Blank slates. Microidentities. Neogenders. Cartesian dualism of the gendered soulbeing. All brought to you by the incredible power of ‘the new printing press’ to bring people together, sure, but not always for good reasons, or with good ideas. All the estimable aspects of religion — forgiveness, mercy, conscience, empathy — are absent, or else weaponized. Our new social justice priesthood demands sacrifices, obedience, silence of all doubt, or else.
Hard atheists and hard believers are the two people least likely to fall for woo. Dear believer, take it from an adamantite atheist. Heretics are coming to your church or synagogue or mosque or temple, nonbinary and transgender and maverickgender and boggogender and all, freak flags flying. They mean to stay and colonize your house of worship with bad ideas and sterilized kids. They are coming. They are already there.
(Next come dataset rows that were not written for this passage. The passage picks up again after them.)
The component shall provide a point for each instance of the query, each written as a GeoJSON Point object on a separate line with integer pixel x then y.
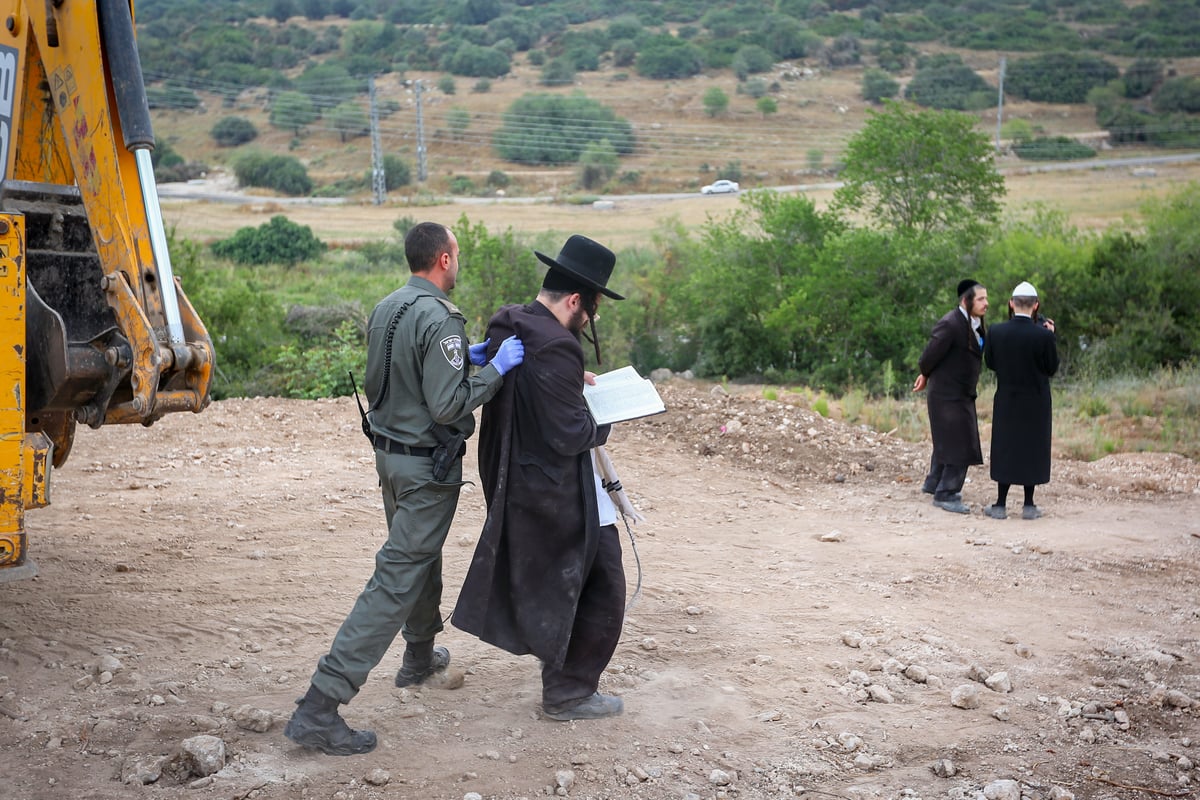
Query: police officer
{"type": "Point", "coordinates": [420, 397]}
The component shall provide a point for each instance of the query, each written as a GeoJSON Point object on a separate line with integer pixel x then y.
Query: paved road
{"type": "Point", "coordinates": [204, 191]}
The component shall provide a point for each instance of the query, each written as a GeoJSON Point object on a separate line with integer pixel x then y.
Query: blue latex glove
{"type": "Point", "coordinates": [510, 354]}
{"type": "Point", "coordinates": [479, 353]}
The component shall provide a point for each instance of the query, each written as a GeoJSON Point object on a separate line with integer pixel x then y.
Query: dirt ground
{"type": "Point", "coordinates": [804, 623]}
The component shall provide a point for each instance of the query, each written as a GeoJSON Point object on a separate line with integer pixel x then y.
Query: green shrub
{"type": "Point", "coordinates": [310, 371]}
{"type": "Point", "coordinates": [1059, 148]}
{"type": "Point", "coordinates": [279, 241]}
{"type": "Point", "coordinates": [232, 131]}
{"type": "Point", "coordinates": [555, 128]}
{"type": "Point", "coordinates": [283, 174]}
{"type": "Point", "coordinates": [945, 82]}
{"type": "Point", "coordinates": [879, 85]}
{"type": "Point", "coordinates": [396, 172]}
{"type": "Point", "coordinates": [1057, 77]}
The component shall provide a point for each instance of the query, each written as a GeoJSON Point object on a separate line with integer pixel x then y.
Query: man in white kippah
{"type": "Point", "coordinates": [1024, 354]}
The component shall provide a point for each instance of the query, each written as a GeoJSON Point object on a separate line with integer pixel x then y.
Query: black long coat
{"type": "Point", "coordinates": [952, 362]}
{"type": "Point", "coordinates": [1024, 355]}
{"type": "Point", "coordinates": [540, 537]}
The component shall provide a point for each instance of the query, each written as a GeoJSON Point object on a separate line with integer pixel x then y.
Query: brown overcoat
{"type": "Point", "coordinates": [540, 536]}
{"type": "Point", "coordinates": [951, 364]}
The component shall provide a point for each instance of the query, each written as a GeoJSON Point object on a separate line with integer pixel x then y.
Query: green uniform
{"type": "Point", "coordinates": [427, 384]}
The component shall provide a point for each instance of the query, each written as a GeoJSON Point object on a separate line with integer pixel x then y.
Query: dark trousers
{"type": "Point", "coordinates": [597, 630]}
{"type": "Point", "coordinates": [945, 481]}
{"type": "Point", "coordinates": [405, 593]}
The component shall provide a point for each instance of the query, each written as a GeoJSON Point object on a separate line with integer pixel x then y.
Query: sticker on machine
{"type": "Point", "coordinates": [451, 348]}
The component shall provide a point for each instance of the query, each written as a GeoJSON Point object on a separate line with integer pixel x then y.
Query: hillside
{"type": "Point", "coordinates": [679, 143]}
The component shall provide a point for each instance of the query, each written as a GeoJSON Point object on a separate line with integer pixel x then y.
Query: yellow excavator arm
{"type": "Point", "coordinates": [99, 326]}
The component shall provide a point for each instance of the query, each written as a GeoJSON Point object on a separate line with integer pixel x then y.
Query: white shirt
{"type": "Point", "coordinates": [604, 503]}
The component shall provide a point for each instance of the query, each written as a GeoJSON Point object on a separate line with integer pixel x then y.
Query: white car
{"type": "Point", "coordinates": [719, 187]}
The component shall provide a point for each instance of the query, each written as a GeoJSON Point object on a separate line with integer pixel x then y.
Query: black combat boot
{"type": "Point", "coordinates": [317, 725]}
{"type": "Point", "coordinates": [421, 660]}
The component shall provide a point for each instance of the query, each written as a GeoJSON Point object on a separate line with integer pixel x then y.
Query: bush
{"type": "Point", "coordinates": [553, 130]}
{"type": "Point", "coordinates": [1179, 95]}
{"type": "Point", "coordinates": [1057, 77]}
{"type": "Point", "coordinates": [666, 56]}
{"type": "Point", "coordinates": [877, 86]}
{"type": "Point", "coordinates": [1053, 149]}
{"type": "Point", "coordinates": [282, 174]}
{"type": "Point", "coordinates": [1141, 77]}
{"type": "Point", "coordinates": [945, 82]}
{"type": "Point", "coordinates": [172, 97]}
{"type": "Point", "coordinates": [279, 241]}
{"type": "Point", "coordinates": [232, 131]}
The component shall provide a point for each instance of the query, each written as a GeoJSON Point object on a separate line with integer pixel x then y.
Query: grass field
{"type": "Point", "coordinates": [679, 149]}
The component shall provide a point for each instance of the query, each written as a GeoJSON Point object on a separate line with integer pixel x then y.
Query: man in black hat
{"type": "Point", "coordinates": [949, 368]}
{"type": "Point", "coordinates": [546, 577]}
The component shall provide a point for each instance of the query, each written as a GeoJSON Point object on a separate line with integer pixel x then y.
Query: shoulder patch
{"type": "Point", "coordinates": [451, 348]}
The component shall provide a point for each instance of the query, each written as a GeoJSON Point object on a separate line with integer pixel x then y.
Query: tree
{"type": "Point", "coordinates": [1059, 77]}
{"type": "Point", "coordinates": [279, 241]}
{"type": "Point", "coordinates": [553, 130]}
{"type": "Point", "coordinates": [232, 131]}
{"type": "Point", "coordinates": [283, 174]}
{"type": "Point", "coordinates": [396, 173]}
{"type": "Point", "coordinates": [879, 85]}
{"type": "Point", "coordinates": [715, 101]}
{"type": "Point", "coordinates": [922, 170]}
{"type": "Point", "coordinates": [349, 120]}
{"type": "Point", "coordinates": [946, 82]}
{"type": "Point", "coordinates": [1141, 77]}
{"type": "Point", "coordinates": [293, 110]}
{"type": "Point", "coordinates": [457, 120]}
{"type": "Point", "coordinates": [666, 56]}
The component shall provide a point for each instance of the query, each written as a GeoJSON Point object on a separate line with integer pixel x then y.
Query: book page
{"type": "Point", "coordinates": [622, 395]}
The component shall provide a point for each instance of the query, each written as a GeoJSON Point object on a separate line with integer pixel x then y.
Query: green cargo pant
{"type": "Point", "coordinates": [405, 593]}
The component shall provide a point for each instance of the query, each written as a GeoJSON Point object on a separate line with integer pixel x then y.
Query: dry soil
{"type": "Point", "coordinates": [802, 621]}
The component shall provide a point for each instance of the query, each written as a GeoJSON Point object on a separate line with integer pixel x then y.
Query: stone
{"type": "Point", "coordinates": [203, 755]}
{"type": "Point", "coordinates": [719, 777]}
{"type": "Point", "coordinates": [1003, 789]}
{"type": "Point", "coordinates": [999, 681]}
{"type": "Point", "coordinates": [965, 696]}
{"type": "Point", "coordinates": [247, 717]}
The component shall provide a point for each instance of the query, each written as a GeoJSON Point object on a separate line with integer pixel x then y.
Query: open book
{"type": "Point", "coordinates": [622, 395]}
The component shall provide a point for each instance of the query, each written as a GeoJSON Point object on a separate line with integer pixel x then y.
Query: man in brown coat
{"type": "Point", "coordinates": [546, 577]}
{"type": "Point", "coordinates": [949, 370]}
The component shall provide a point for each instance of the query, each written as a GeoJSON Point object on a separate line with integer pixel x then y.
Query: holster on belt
{"type": "Point", "coordinates": [450, 446]}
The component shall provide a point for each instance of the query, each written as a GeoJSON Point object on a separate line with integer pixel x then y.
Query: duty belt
{"type": "Point", "coordinates": [393, 446]}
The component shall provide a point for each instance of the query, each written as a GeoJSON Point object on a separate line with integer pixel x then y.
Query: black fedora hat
{"type": "Point", "coordinates": [585, 262]}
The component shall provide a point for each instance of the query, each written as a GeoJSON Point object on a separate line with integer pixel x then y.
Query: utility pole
{"type": "Point", "coordinates": [420, 136]}
{"type": "Point", "coordinates": [378, 178]}
{"type": "Point", "coordinates": [1000, 104]}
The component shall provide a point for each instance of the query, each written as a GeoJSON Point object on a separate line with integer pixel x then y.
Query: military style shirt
{"type": "Point", "coordinates": [427, 378]}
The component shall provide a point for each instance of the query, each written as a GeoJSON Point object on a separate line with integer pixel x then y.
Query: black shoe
{"type": "Point", "coordinates": [318, 726]}
{"type": "Point", "coordinates": [957, 506]}
{"type": "Point", "coordinates": [597, 707]}
{"type": "Point", "coordinates": [421, 660]}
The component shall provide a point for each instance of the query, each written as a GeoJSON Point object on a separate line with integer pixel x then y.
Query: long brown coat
{"type": "Point", "coordinates": [951, 364]}
{"type": "Point", "coordinates": [543, 528]}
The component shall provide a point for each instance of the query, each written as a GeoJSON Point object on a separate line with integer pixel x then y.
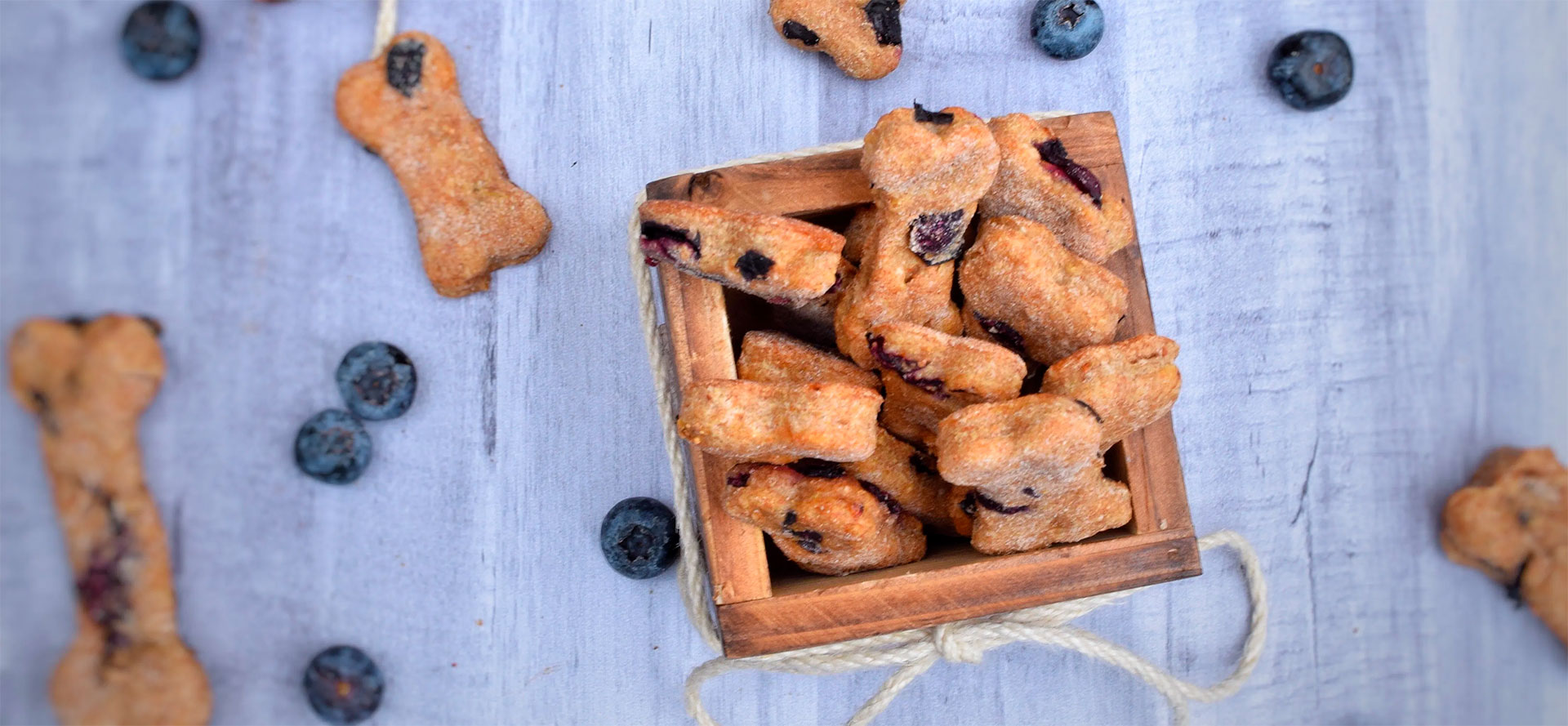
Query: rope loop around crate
{"type": "Point", "coordinates": [910, 651]}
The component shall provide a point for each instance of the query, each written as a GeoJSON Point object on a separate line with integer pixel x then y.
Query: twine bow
{"type": "Point", "coordinates": [910, 651]}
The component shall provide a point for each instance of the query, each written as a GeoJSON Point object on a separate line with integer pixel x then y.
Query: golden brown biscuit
{"type": "Point", "coordinates": [862, 37]}
{"type": "Point", "coordinates": [929, 170]}
{"type": "Point", "coordinates": [1085, 507]}
{"type": "Point", "coordinates": [828, 524]}
{"type": "Point", "coordinates": [775, 257]}
{"type": "Point", "coordinates": [1129, 383]}
{"type": "Point", "coordinates": [405, 107]}
{"type": "Point", "coordinates": [893, 284]}
{"type": "Point", "coordinates": [1510, 521]}
{"type": "Point", "coordinates": [930, 373]}
{"type": "Point", "coordinates": [88, 385]}
{"type": "Point", "coordinates": [910, 477]}
{"type": "Point", "coordinates": [1039, 441]}
{"type": "Point", "coordinates": [780, 422]}
{"type": "Point", "coordinates": [770, 356]}
{"type": "Point", "coordinates": [1022, 287]}
{"type": "Point", "coordinates": [1040, 180]}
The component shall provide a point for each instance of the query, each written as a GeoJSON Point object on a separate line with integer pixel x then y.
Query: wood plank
{"type": "Point", "coordinates": [949, 593]}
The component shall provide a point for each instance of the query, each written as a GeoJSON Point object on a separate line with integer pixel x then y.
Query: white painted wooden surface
{"type": "Point", "coordinates": [1368, 300]}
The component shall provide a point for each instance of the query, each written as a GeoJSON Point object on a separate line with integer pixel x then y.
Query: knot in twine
{"type": "Point", "coordinates": [910, 651]}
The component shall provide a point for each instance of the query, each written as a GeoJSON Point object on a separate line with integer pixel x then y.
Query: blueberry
{"type": "Point", "coordinates": [376, 381]}
{"type": "Point", "coordinates": [405, 66]}
{"type": "Point", "coordinates": [1067, 29]}
{"type": "Point", "coordinates": [160, 39]}
{"type": "Point", "coordinates": [639, 538]}
{"type": "Point", "coordinates": [1312, 69]}
{"type": "Point", "coordinates": [344, 686]}
{"type": "Point", "coordinates": [333, 448]}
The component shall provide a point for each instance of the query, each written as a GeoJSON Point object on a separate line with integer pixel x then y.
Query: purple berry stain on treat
{"type": "Point", "coordinates": [938, 237]}
{"type": "Point", "coordinates": [883, 16]}
{"type": "Point", "coordinates": [1002, 333]}
{"type": "Point", "coordinates": [639, 538]}
{"type": "Point", "coordinates": [662, 240]}
{"type": "Point", "coordinates": [940, 118]}
{"type": "Point", "coordinates": [908, 369]}
{"type": "Point", "coordinates": [376, 381]}
{"type": "Point", "coordinates": [799, 32]}
{"type": "Point", "coordinates": [753, 265]}
{"type": "Point", "coordinates": [1058, 162]}
{"type": "Point", "coordinates": [344, 686]}
{"type": "Point", "coordinates": [405, 66]}
{"type": "Point", "coordinates": [817, 468]}
{"type": "Point", "coordinates": [998, 507]}
{"type": "Point", "coordinates": [882, 496]}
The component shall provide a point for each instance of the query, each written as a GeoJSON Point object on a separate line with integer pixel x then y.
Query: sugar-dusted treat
{"type": "Point", "coordinates": [930, 373]}
{"type": "Point", "coordinates": [823, 521]}
{"type": "Point", "coordinates": [1022, 287]}
{"type": "Point", "coordinates": [1040, 180]}
{"type": "Point", "coordinates": [405, 107]}
{"type": "Point", "coordinates": [88, 383]}
{"type": "Point", "coordinates": [1089, 506]}
{"type": "Point", "coordinates": [908, 475]}
{"type": "Point", "coordinates": [1129, 383]}
{"type": "Point", "coordinates": [1037, 443]}
{"type": "Point", "coordinates": [768, 256]}
{"type": "Point", "coordinates": [770, 356]}
{"type": "Point", "coordinates": [780, 422]}
{"type": "Point", "coordinates": [929, 170]}
{"type": "Point", "coordinates": [862, 37]}
{"type": "Point", "coordinates": [893, 284]}
{"type": "Point", "coordinates": [1512, 524]}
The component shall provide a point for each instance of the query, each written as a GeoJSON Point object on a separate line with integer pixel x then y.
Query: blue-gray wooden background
{"type": "Point", "coordinates": [1368, 300]}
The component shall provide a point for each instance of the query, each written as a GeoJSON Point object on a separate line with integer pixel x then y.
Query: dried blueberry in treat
{"type": "Point", "coordinates": [639, 537]}
{"type": "Point", "coordinates": [938, 237]}
{"type": "Point", "coordinates": [1313, 69]}
{"type": "Point", "coordinates": [333, 448]}
{"type": "Point", "coordinates": [344, 686]}
{"type": "Point", "coordinates": [376, 381]}
{"type": "Point", "coordinates": [1067, 29]}
{"type": "Point", "coordinates": [160, 39]}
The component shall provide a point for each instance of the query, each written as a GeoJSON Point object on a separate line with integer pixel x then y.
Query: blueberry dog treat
{"type": "Point", "coordinates": [1019, 283]}
{"type": "Point", "coordinates": [893, 284]}
{"type": "Point", "coordinates": [1082, 509]}
{"type": "Point", "coordinates": [1040, 180]}
{"type": "Point", "coordinates": [768, 356]}
{"type": "Point", "coordinates": [780, 422]}
{"type": "Point", "coordinates": [930, 373]}
{"type": "Point", "coordinates": [1039, 443]}
{"type": "Point", "coordinates": [768, 256]}
{"type": "Point", "coordinates": [1510, 521]}
{"type": "Point", "coordinates": [823, 521]}
{"type": "Point", "coordinates": [1129, 383]}
{"type": "Point", "coordinates": [908, 475]}
{"type": "Point", "coordinates": [88, 383]}
{"type": "Point", "coordinates": [862, 37]}
{"type": "Point", "coordinates": [407, 109]}
{"type": "Point", "coordinates": [929, 170]}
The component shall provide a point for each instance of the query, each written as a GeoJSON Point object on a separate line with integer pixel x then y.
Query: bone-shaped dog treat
{"type": "Point", "coordinates": [405, 107]}
{"type": "Point", "coordinates": [88, 385]}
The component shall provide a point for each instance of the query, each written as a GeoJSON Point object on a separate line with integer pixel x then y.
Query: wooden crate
{"type": "Point", "coordinates": [764, 603]}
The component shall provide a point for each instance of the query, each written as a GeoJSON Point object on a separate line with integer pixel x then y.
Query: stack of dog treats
{"type": "Point", "coordinates": [921, 421]}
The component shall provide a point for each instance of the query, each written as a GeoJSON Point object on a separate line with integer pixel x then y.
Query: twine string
{"type": "Point", "coordinates": [911, 651]}
{"type": "Point", "coordinates": [386, 27]}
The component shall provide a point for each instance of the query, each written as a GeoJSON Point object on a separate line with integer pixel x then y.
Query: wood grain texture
{"type": "Point", "coordinates": [1368, 300]}
{"type": "Point", "coordinates": [956, 584]}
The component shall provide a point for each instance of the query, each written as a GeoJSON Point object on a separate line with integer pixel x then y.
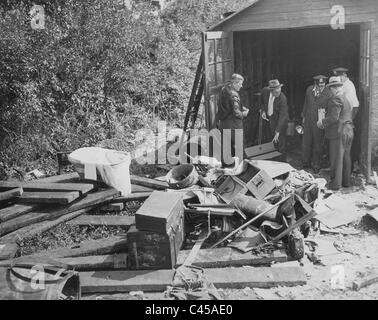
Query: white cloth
{"type": "Point", "coordinates": [270, 104]}
{"type": "Point", "coordinates": [350, 92]}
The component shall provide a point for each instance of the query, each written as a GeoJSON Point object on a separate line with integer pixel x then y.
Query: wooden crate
{"type": "Point", "coordinates": [252, 180]}
{"type": "Point", "coordinates": [160, 212]}
{"type": "Point", "coordinates": [150, 250]}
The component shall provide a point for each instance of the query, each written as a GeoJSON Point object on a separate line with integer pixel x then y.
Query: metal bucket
{"type": "Point", "coordinates": [182, 176]}
{"type": "Point", "coordinates": [39, 281]}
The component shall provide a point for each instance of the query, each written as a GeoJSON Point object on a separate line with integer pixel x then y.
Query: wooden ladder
{"type": "Point", "coordinates": [195, 97]}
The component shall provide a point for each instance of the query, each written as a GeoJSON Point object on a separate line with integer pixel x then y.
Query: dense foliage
{"type": "Point", "coordinates": [94, 73]}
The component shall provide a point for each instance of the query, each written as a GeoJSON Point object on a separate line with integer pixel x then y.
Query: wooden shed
{"type": "Point", "coordinates": [293, 40]}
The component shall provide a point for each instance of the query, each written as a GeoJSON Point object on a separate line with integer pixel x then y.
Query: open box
{"type": "Point", "coordinates": [253, 180]}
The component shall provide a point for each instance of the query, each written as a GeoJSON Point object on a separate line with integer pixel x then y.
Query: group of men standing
{"type": "Point", "coordinates": [329, 111]}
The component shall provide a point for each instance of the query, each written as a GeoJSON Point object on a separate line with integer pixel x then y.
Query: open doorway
{"type": "Point", "coordinates": [293, 56]}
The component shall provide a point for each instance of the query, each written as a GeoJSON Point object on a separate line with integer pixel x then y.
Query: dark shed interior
{"type": "Point", "coordinates": [293, 56]}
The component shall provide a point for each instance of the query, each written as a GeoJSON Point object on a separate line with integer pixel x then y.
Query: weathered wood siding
{"type": "Point", "coordinates": [286, 14]}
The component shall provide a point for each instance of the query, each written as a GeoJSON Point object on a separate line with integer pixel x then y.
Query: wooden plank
{"type": "Point", "coordinates": [150, 183]}
{"type": "Point", "coordinates": [111, 221]}
{"type": "Point", "coordinates": [37, 228]}
{"type": "Point", "coordinates": [90, 200]}
{"type": "Point", "coordinates": [297, 224]}
{"type": "Point", "coordinates": [15, 211]}
{"type": "Point", "coordinates": [111, 245]}
{"type": "Point", "coordinates": [240, 278]}
{"type": "Point", "coordinates": [69, 177]}
{"type": "Point", "coordinates": [11, 194]}
{"type": "Point", "coordinates": [228, 257]}
{"type": "Point", "coordinates": [362, 283]}
{"type": "Point", "coordinates": [337, 212]}
{"type": "Point", "coordinates": [131, 197]}
{"type": "Point", "coordinates": [113, 207]}
{"type": "Point", "coordinates": [213, 212]}
{"type": "Point", "coordinates": [49, 197]}
{"type": "Point", "coordinates": [125, 281]}
{"type": "Point", "coordinates": [8, 250]}
{"type": "Point", "coordinates": [90, 263]}
{"type": "Point", "coordinates": [157, 281]}
{"type": "Point", "coordinates": [84, 188]}
{"type": "Point", "coordinates": [93, 263]}
{"type": "Point", "coordinates": [140, 189]}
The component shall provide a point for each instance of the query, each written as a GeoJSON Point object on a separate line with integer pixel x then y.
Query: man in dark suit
{"type": "Point", "coordinates": [338, 125]}
{"type": "Point", "coordinates": [315, 100]}
{"type": "Point", "coordinates": [275, 111]}
{"type": "Point", "coordinates": [231, 114]}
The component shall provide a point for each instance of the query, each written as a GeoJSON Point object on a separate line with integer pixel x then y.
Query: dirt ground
{"type": "Point", "coordinates": [356, 257]}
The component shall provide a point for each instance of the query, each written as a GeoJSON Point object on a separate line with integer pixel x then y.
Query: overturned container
{"type": "Point", "coordinates": [109, 166]}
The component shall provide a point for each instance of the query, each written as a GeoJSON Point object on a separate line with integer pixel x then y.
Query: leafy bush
{"type": "Point", "coordinates": [94, 74]}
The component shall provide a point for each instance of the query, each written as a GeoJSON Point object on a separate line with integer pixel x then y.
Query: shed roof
{"type": "Point", "coordinates": [253, 2]}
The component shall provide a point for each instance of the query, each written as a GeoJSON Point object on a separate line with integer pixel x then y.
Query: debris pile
{"type": "Point", "coordinates": [198, 229]}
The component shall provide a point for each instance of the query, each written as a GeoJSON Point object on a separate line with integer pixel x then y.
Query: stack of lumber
{"type": "Point", "coordinates": [29, 208]}
{"type": "Point", "coordinates": [104, 265]}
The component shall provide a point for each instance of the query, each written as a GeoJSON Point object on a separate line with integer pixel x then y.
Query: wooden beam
{"type": "Point", "coordinates": [8, 250]}
{"type": "Point", "coordinates": [38, 228]}
{"type": "Point", "coordinates": [157, 281]}
{"type": "Point", "coordinates": [223, 212]}
{"type": "Point", "coordinates": [63, 198]}
{"type": "Point", "coordinates": [111, 221]}
{"type": "Point", "coordinates": [140, 189]}
{"type": "Point", "coordinates": [15, 211]}
{"type": "Point", "coordinates": [150, 183]}
{"type": "Point", "coordinates": [11, 194]}
{"type": "Point", "coordinates": [111, 245]}
{"type": "Point", "coordinates": [90, 263]}
{"type": "Point", "coordinates": [131, 197]}
{"type": "Point", "coordinates": [240, 278]}
{"type": "Point", "coordinates": [113, 207]}
{"type": "Point", "coordinates": [362, 283]}
{"type": "Point", "coordinates": [228, 257]}
{"type": "Point", "coordinates": [69, 177]}
{"type": "Point", "coordinates": [125, 281]}
{"type": "Point", "coordinates": [33, 186]}
{"type": "Point", "coordinates": [90, 200]}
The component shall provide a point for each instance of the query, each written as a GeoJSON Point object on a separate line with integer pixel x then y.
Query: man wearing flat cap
{"type": "Point", "coordinates": [348, 88]}
{"type": "Point", "coordinates": [276, 112]}
{"type": "Point", "coordinates": [350, 92]}
{"type": "Point", "coordinates": [230, 115]}
{"type": "Point", "coordinates": [315, 101]}
{"type": "Point", "coordinates": [338, 127]}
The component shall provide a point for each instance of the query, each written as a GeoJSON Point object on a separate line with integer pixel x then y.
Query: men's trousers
{"type": "Point", "coordinates": [312, 145]}
{"type": "Point", "coordinates": [341, 163]}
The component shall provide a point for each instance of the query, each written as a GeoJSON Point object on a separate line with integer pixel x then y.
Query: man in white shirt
{"type": "Point", "coordinates": [349, 90]}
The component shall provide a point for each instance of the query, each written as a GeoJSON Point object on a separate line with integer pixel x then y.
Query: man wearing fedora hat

If they have their way, some day soon you will hold pronoun ceremonies in the middle of worship for a child going on puberty blockers. You will be told to pray for another Dylan Mulvaney going through his facial feminization surgery, because that is “necessary and life-affirming.” Girls will share bible camp cabins with boys overnight because what are you, a transphobic bigot? Take heed and start talking to your congregation now, dear believer, before it is too late, and you find yourself surrounded by people whispering:
Just say the words. You don’t have to mean them.
Just say that trans women are women and nonbinary identities are valid.
Just say you believe, like we do. Say it with us.
Perform the rituals.
Otherwise, we will have to shun you.